Still, the strategy of trying to offer more data at even lower prices is paying off for both underdogs.
While the four major carriers all added subscribers during the quarter, AT&T added the fewest new subscribers at 17 percent and Verizon added only 26 percent. (This takes into account both new subscribers coming from other carriers and first-time phone buyers.)
But adding customers is only half of the equation.

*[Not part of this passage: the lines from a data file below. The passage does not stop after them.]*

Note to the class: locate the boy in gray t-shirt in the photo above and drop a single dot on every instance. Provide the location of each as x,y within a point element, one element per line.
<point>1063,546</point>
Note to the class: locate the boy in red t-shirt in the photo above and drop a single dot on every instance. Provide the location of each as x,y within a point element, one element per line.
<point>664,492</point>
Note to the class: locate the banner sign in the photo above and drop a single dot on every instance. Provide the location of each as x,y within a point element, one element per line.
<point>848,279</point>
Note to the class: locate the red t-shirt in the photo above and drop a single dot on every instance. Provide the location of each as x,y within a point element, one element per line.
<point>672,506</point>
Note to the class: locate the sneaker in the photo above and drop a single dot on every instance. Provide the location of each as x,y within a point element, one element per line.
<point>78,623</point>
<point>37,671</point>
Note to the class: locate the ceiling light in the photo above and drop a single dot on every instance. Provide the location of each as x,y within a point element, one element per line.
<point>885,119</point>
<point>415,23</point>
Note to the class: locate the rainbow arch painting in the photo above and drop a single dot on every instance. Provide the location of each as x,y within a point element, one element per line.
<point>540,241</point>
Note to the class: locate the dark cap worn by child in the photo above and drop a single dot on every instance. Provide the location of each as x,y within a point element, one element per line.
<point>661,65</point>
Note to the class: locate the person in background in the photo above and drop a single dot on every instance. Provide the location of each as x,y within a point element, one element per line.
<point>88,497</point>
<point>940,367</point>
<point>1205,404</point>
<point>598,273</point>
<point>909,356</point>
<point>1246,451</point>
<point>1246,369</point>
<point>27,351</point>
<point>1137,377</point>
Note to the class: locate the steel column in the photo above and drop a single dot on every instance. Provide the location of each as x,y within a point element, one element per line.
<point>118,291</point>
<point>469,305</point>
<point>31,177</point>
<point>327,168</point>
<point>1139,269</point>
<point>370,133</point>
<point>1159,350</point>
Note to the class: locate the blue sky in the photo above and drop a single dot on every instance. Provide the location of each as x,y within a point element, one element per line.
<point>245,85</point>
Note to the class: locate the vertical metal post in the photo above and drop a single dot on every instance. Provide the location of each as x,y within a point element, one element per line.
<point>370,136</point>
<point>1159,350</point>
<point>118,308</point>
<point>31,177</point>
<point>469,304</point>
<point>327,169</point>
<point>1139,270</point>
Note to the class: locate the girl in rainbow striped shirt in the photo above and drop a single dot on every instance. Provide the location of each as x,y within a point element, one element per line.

Retention also plays a big role, and when you take loyalty into account, the report found that Verizon did the best among all the carriers. It started the quarter with 28 percent of the consumers in the survey of phone activators, and ended the quarter with 32 percent. Its increase in share of phone activations suggest that Verizon added close to two million phone customers in the quarter. Verizon also retained 89 percent of its users, which is the highest among the top four carriers.
Meanwhile T-Mobile was only able to retain 67 percent of its customers. AT&T and Sprint’s retention rates fell between with 85 percent and 75 percent, respectively.
While it appears that the T-Mobile’s “Un-Carrier” marketing efforts are still working, it’s not as clear cut as it was in the beginning of the year when the merger between Sprint and T-Mobile was still in the works and Sprint had not yet put its full marketing muscle behind new low-priced offerings.
In fact, in the first quarter, the same research firm said T-Mobile — not Sprint — had the greatest subscriber growth out of any U.S. carrier. At the time, T-Mobile also had a slightly better retention rate of 70 percent (compared to Q3’s 67 percent).
We’ve reached out to T-Mobile for comment, but the company is unlikely to discuss results before it reports third-quarter earnings, which are expected out soon.